Requires an indexed PBF (generated by `pbfhogg cat`). The output directory must not already exist unless `--force` is set.

```
pbfhogg build-geocode-index [OPTIONS] --output-dir <DIR> <FILE>
```

| Flag | Description |
|------|-------------|
| `--output-dir <DIR>` | Output directory for index files |
| `--street-level <N>` | S2 cell level for streets/addresses [default: 17] |
| `--coarse-level <N>` | Fallback cell level for rural areas [default: 14] |
| `--admin-level <N>` | S2 cell level for admin boundaries [default: 10] |
| `--max-admin-vertices <N>` | Douglas-Peucker vertex cap per admin polygon [default: 500] |
| `--search-radius <M>` | Fine-level max search distance in meters [default: 75] |
| `--coarse-search-radius <M>` | Coarse-level max search distance in meters [default: 1000] |
| `--force` | Proceed without indexdata / overwrite existing index |

Outputs 19 binary files. Denmark (465 MB PBF): ~7s, 172 MB index. Europe (32.4 GB): 524s (8.7 min), 7.5 GB RSS. Planet (87 GB): 1,255s (20.9 min), 29.5 GB peak RSS (pass-1.5 transient).

---

## I/O capability matrix

Which commands support `--direct-io` (O_DIRECT bypass of page cache) and `--io-uring`
(io_uring async writes), and which paths are affected.

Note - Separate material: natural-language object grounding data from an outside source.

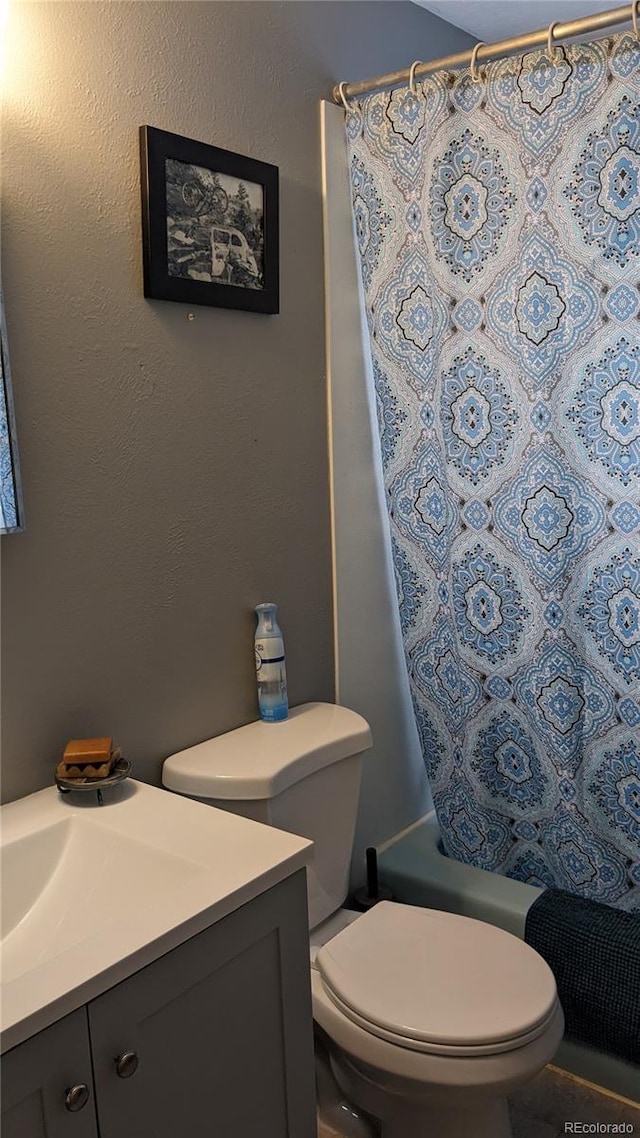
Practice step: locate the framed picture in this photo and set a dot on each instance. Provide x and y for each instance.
(11, 518)
(210, 224)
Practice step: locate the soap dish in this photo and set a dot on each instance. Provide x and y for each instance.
(121, 770)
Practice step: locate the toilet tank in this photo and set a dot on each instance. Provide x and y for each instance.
(301, 775)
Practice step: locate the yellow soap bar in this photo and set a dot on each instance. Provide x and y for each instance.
(93, 751)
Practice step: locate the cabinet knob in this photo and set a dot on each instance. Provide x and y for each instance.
(126, 1064)
(76, 1097)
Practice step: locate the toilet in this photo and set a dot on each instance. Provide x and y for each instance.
(431, 1020)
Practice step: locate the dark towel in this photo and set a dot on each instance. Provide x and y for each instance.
(593, 951)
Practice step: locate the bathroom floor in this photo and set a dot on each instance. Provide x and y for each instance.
(551, 1099)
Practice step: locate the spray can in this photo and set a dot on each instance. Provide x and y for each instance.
(270, 665)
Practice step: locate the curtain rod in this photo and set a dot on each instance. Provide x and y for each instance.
(487, 50)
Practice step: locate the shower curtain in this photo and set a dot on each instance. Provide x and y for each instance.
(498, 227)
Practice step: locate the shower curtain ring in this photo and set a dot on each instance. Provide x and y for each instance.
(342, 95)
(550, 49)
(475, 76)
(412, 77)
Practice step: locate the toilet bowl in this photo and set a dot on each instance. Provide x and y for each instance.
(431, 1019)
(434, 1020)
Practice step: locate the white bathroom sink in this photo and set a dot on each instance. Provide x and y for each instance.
(92, 893)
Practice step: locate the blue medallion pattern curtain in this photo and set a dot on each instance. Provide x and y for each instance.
(498, 224)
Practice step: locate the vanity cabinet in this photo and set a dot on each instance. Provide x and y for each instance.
(213, 1038)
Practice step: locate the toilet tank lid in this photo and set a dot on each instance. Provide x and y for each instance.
(261, 759)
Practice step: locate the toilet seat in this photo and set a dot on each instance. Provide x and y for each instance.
(437, 982)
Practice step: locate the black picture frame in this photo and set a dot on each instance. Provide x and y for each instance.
(197, 223)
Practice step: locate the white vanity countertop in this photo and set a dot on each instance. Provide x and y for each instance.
(93, 893)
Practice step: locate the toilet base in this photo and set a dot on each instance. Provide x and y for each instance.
(401, 1116)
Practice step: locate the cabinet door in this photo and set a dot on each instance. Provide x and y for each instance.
(218, 1032)
(47, 1083)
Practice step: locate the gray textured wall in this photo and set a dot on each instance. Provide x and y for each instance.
(174, 471)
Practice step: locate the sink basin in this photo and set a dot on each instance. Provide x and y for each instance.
(91, 893)
(73, 880)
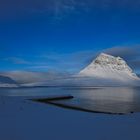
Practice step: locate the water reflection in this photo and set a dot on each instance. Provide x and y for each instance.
(103, 100)
(115, 100)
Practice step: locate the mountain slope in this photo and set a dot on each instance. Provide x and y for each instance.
(109, 67)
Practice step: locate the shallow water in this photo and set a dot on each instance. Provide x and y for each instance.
(26, 120)
(115, 100)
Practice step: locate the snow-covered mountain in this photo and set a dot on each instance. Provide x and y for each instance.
(109, 67)
(7, 82)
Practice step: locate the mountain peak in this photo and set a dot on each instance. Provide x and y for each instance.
(108, 66)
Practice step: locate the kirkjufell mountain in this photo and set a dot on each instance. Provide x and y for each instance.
(104, 70)
(109, 67)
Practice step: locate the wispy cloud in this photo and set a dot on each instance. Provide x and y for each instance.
(16, 60)
(61, 7)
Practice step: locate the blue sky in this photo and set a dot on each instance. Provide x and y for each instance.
(64, 35)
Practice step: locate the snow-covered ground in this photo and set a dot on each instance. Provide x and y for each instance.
(21, 119)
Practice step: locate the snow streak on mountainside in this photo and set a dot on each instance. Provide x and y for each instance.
(109, 67)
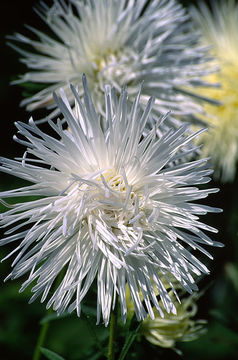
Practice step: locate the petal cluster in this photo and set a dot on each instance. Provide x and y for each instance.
(220, 30)
(117, 43)
(109, 212)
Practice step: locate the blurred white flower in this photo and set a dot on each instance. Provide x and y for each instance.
(117, 42)
(108, 210)
(166, 332)
(220, 29)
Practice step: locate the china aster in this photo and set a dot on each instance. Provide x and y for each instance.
(116, 42)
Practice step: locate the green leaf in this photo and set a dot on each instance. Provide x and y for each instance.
(232, 273)
(129, 341)
(54, 316)
(50, 354)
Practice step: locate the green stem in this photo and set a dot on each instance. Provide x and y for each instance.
(113, 326)
(45, 326)
(41, 338)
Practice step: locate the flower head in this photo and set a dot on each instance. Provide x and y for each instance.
(117, 42)
(166, 332)
(220, 30)
(108, 210)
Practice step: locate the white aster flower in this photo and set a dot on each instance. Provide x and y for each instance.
(220, 29)
(117, 42)
(109, 209)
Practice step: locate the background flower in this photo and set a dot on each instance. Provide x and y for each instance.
(166, 332)
(118, 43)
(108, 209)
(220, 30)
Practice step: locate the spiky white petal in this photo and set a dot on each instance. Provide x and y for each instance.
(117, 42)
(109, 209)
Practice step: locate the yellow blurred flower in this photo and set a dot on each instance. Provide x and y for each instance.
(173, 327)
(165, 332)
(220, 30)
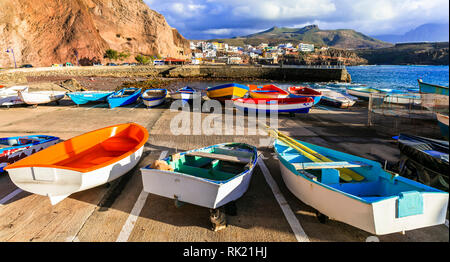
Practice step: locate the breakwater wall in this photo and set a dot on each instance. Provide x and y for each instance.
(287, 73)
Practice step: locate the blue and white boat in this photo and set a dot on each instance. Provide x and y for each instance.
(185, 94)
(377, 201)
(13, 149)
(85, 97)
(154, 97)
(124, 97)
(209, 177)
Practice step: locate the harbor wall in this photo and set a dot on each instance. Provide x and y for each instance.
(286, 73)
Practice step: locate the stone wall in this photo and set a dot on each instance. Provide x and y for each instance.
(230, 72)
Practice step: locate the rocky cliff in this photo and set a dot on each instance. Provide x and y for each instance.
(53, 31)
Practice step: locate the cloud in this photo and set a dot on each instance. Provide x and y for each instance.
(204, 19)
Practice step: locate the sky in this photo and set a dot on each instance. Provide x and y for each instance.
(207, 19)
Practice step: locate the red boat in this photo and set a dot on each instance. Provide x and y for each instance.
(303, 91)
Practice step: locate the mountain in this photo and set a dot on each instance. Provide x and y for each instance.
(423, 33)
(341, 38)
(52, 31)
(408, 54)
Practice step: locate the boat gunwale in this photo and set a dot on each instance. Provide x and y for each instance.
(141, 144)
(210, 181)
(398, 177)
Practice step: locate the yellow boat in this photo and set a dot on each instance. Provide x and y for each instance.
(227, 91)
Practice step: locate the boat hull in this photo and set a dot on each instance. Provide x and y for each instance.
(43, 97)
(358, 204)
(13, 154)
(227, 92)
(81, 98)
(58, 183)
(194, 190)
(378, 218)
(123, 101)
(267, 107)
(443, 125)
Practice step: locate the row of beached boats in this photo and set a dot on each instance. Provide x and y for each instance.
(347, 188)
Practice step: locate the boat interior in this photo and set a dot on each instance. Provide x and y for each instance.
(219, 163)
(376, 185)
(89, 151)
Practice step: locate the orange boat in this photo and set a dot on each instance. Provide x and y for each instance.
(268, 91)
(80, 163)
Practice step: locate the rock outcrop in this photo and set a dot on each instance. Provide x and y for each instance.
(54, 31)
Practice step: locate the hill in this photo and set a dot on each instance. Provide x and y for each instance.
(408, 54)
(341, 38)
(52, 31)
(426, 32)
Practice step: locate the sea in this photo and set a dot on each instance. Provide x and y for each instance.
(400, 77)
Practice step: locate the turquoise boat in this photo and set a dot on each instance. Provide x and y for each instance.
(85, 97)
(426, 88)
(124, 97)
(379, 203)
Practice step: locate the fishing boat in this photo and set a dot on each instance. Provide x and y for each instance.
(443, 124)
(269, 91)
(400, 97)
(80, 163)
(434, 97)
(209, 177)
(303, 91)
(9, 96)
(13, 149)
(185, 94)
(374, 200)
(123, 97)
(85, 97)
(364, 92)
(424, 160)
(427, 88)
(278, 105)
(336, 99)
(41, 97)
(154, 97)
(227, 91)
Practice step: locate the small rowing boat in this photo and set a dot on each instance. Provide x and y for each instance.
(123, 97)
(363, 92)
(443, 124)
(268, 91)
(277, 105)
(9, 96)
(227, 91)
(424, 160)
(41, 97)
(154, 97)
(80, 163)
(333, 98)
(381, 203)
(13, 149)
(85, 97)
(303, 91)
(209, 177)
(185, 94)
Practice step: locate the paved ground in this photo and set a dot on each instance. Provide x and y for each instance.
(121, 211)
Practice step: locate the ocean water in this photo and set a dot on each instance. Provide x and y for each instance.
(384, 76)
(398, 77)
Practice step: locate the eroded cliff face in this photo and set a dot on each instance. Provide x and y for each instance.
(52, 31)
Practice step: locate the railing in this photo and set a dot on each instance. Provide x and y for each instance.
(307, 66)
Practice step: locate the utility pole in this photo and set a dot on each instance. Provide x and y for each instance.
(9, 50)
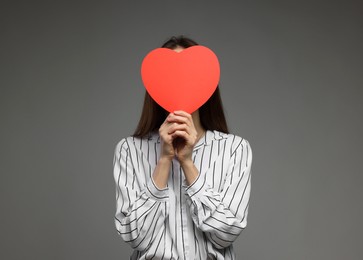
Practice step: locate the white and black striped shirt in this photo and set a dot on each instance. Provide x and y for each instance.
(199, 221)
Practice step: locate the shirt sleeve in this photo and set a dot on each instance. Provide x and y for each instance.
(222, 216)
(140, 211)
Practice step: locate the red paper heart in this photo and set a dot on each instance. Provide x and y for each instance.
(181, 80)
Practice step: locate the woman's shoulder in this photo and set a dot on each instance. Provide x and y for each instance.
(126, 142)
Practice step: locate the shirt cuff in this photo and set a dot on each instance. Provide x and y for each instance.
(154, 192)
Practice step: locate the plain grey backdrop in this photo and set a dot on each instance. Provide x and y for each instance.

| Command | Reads PBF | Writes PBF | `--direct-io` | `--io-uring` | Notes |
|---------|:---------:|:----------:|:-------------:|:------------:|-------|
| inspect | Yes | - | Yes | - | Read-only |
| inspect tags | Yes | - | Yes | - | Read-only |
| inspect --nodes | Yes | - | Yes | - | Read-only |
| check --ids | Yes | - | Yes | - | Read-only |
| check --refs | Yes | - | Yes | - | Read-only |
| cat | Yes | Yes | Yes (R+W) | - | Passthrough + filtered paths |
| cat --dedupe | Yes | Yes | Yes (R+W) | Yes | Via merge-pbf path |
| sort | Yes | Yes | Yes (R+W) | Yes | |
| renumber | Yes | Yes | Yes (R+W) | - | |
| extract | Yes | Yes | Yes (R+W) | - | All strategies |
| tags-filter | Yes | Yes | Yes (R+W) | - | Both single-pass and two-pass |
| getid | Yes | Yes | Yes (R+W) | - | Including --add-referenced |
| getid --invert | Yes | Yes | Yes (R+W) | - | |
| getparents | Yes | Yes | Yes (R+W) | - | |
| time-filter | Yes | Yes | Yes (R+W) | - | |
| add-locations-to-ways | Yes | Yes | Yes (R+W) | - | All index types |
| apply-changes | Yes | Yes | Yes (R+W) | Yes | Production merge path |
| diff | Yes | - | Yes | - | Read-only (text output) |
| diff --format osc | Yes | - | Yes | - | Read-only (OSC XML output) |
| derive-changes (via `diff --format osc`) | Yes | - | Yes | - | Read-only (OSC XML output) |
| build-geocode-index | Yes | - | Yes | - | Binary index output, not PBF |
| merge-changes | - | - | - | - | OSC-only, no PBF I/O |

**R+W** = `--direct-io` affects both PBF reads (via `BlobReader`) and PBF writes (via `PbfWriter`).
**`--io-uring`** requires the `linux-io-uring` compile-time feature and sufficient `RLIMIT_MEMLOCK`.